I am… a mother of 3 spectacular children. A wife of an architect extraordinaire. An MSW. A psychologist in an elementary school. A (wishful) writer. A protector of family and spirit. A worshipper of the natural world. A seeker of knowledge. A lover of the arts. An introvert. A silver-lining kind of girl.

Discussion

6 thoughts on “the audience

  1. I think the pump helped us a lot with the whole public thing. There were times I didn’t mind doing shots where ever and other times I almost felt like I should try not to be so open. I never knew why that was.

    I have always encouraged Justin to be open though. Like you, I think it is important to let others know for safety and for awareness.
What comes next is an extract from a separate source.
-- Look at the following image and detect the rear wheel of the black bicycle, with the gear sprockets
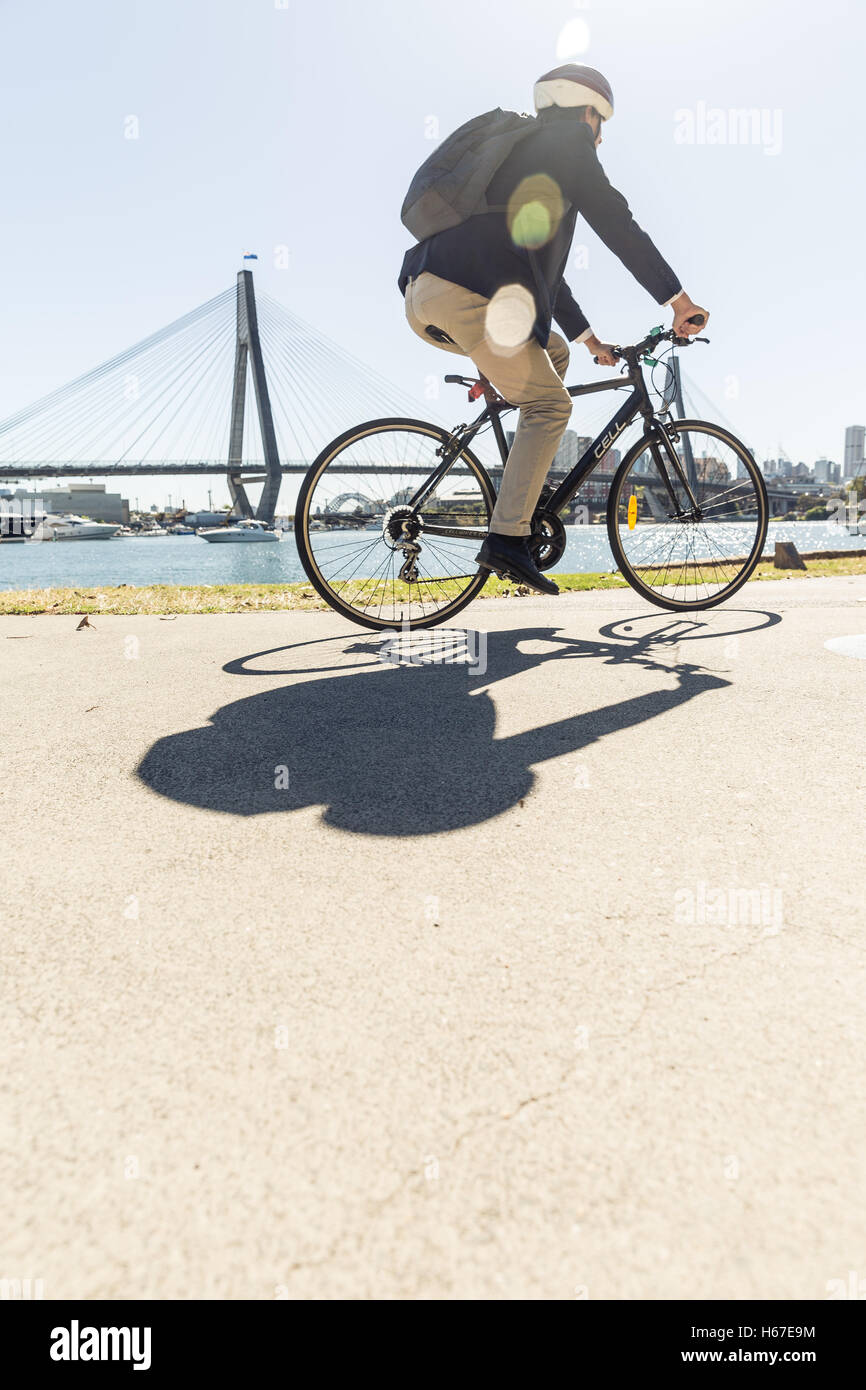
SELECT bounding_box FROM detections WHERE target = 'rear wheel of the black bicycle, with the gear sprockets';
[295,420,495,628]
    Posted by Lora | 05/31/2011, 1:45 am
  2. I agree that it’s important not to hide this important aspect of our children’s lives.

    The gawking can feel awkward, but you did awesome. Way to educate and advocate!
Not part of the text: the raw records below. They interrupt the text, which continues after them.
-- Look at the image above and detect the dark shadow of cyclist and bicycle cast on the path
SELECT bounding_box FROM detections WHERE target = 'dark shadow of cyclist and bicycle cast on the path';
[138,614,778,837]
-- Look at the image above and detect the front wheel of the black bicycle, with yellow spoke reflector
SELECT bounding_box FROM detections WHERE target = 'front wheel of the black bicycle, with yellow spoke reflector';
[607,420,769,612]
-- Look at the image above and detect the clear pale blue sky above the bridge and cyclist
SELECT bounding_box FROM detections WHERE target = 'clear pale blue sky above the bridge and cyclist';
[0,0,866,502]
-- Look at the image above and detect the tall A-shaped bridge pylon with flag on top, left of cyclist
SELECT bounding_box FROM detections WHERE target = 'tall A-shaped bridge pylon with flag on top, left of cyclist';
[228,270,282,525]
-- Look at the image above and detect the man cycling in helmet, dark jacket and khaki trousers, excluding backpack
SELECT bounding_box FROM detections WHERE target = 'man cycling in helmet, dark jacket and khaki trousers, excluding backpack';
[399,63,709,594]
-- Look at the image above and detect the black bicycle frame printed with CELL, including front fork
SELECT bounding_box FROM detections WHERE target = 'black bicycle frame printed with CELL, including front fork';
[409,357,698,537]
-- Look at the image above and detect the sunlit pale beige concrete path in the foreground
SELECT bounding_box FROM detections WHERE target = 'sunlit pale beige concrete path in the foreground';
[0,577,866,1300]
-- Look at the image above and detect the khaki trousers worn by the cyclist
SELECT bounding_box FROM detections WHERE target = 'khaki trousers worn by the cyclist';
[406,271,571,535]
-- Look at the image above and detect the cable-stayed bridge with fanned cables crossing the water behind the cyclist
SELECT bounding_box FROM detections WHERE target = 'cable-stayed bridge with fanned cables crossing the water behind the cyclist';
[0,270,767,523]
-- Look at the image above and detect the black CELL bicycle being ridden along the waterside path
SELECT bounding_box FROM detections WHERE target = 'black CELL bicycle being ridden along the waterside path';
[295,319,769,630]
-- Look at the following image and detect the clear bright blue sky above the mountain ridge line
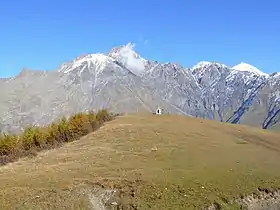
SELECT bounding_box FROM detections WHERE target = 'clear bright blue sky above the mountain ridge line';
[0,0,280,77]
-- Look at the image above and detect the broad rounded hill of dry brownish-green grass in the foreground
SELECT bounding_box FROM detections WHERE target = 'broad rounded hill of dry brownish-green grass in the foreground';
[0,115,280,209]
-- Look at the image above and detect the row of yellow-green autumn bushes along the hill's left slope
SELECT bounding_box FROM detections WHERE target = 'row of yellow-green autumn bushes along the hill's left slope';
[0,109,114,165]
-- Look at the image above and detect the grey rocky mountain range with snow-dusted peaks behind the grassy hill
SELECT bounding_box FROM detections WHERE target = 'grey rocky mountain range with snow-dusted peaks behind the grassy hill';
[0,44,280,132]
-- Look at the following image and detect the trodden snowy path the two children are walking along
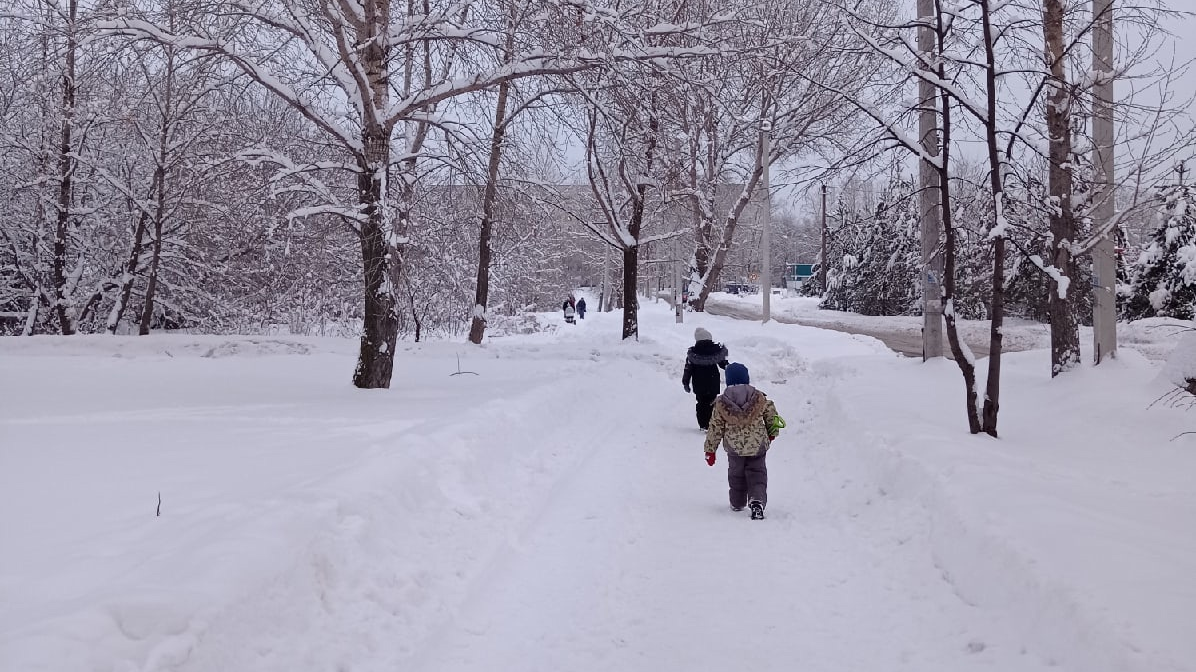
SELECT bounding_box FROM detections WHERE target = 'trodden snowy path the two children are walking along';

    Posted by Wendy | 05/31/2011, 4:07 am
  3. You are a D Mama Extraordinaire Heather! I feel the exact same…I wanted people to know…I think it is important for Joe’s safety and for advocacy and awareness. He doesn’t really know any different. He did once say to some guys on the Hockey Team…as he was getting checked … “What? You never seen someone get their blood sugar checked before?” I think it did bother him at that time.

    Sometimes I find my wants and desires in the D-arena conflict.

    Posted by Reyna | 05/31/2011, 10:27 am
  4. Hi…new to your blog, well I’m just blog hopping as I wait for the next BG check. I wanted to share my little story today – my son is 3 and wears an insulin pump. We’re pretty verbal about everything, but he’s shy about anybody saying or touching his pump other than his parents or his Nana. So, we’re at the Y and taking showers, one of the moms looks over and says, “ohhh, that looks so painful, is he okay?” I just looked at her and smiled, I kind of felt like I failed Isaac a little bit, but at the same time he was having fun (throwing soap at his brother) and didn’t hear the comment. The mother knows he has type 1 diabetes and that he has a pump, but I think it was the first time she realized that that meant there was something poking into him at all times. Maybe I educated just by allowing my son to be like the rest of the rowdy boys, hopefully. It’s a tough line though, when to say something and when to just keep moving. I’m glad you did everything just as you did, I’m glad your daughter didn’t hesitate to get the big carby deliciousness, I’m glad you shared this story on your blog – I needed to read it tonight, thank you.

    Posted by Sarah | 06/01/2011, 8:15 am
  5. Maybe this is too obvious to say (and months way too late!) but I worry more that people will notice/criticize/question the FOOD more than the needles. My son never eats fruit/vegetables from a lunch box, but I always put something in there—purely for show!—so imaginary adults who meander around, judging me by the contents of his lunchbox will know that I know he should eat fruit/veg. (And in my defense, he does–most days–or at least, quite often, eat fruit/veg at home.)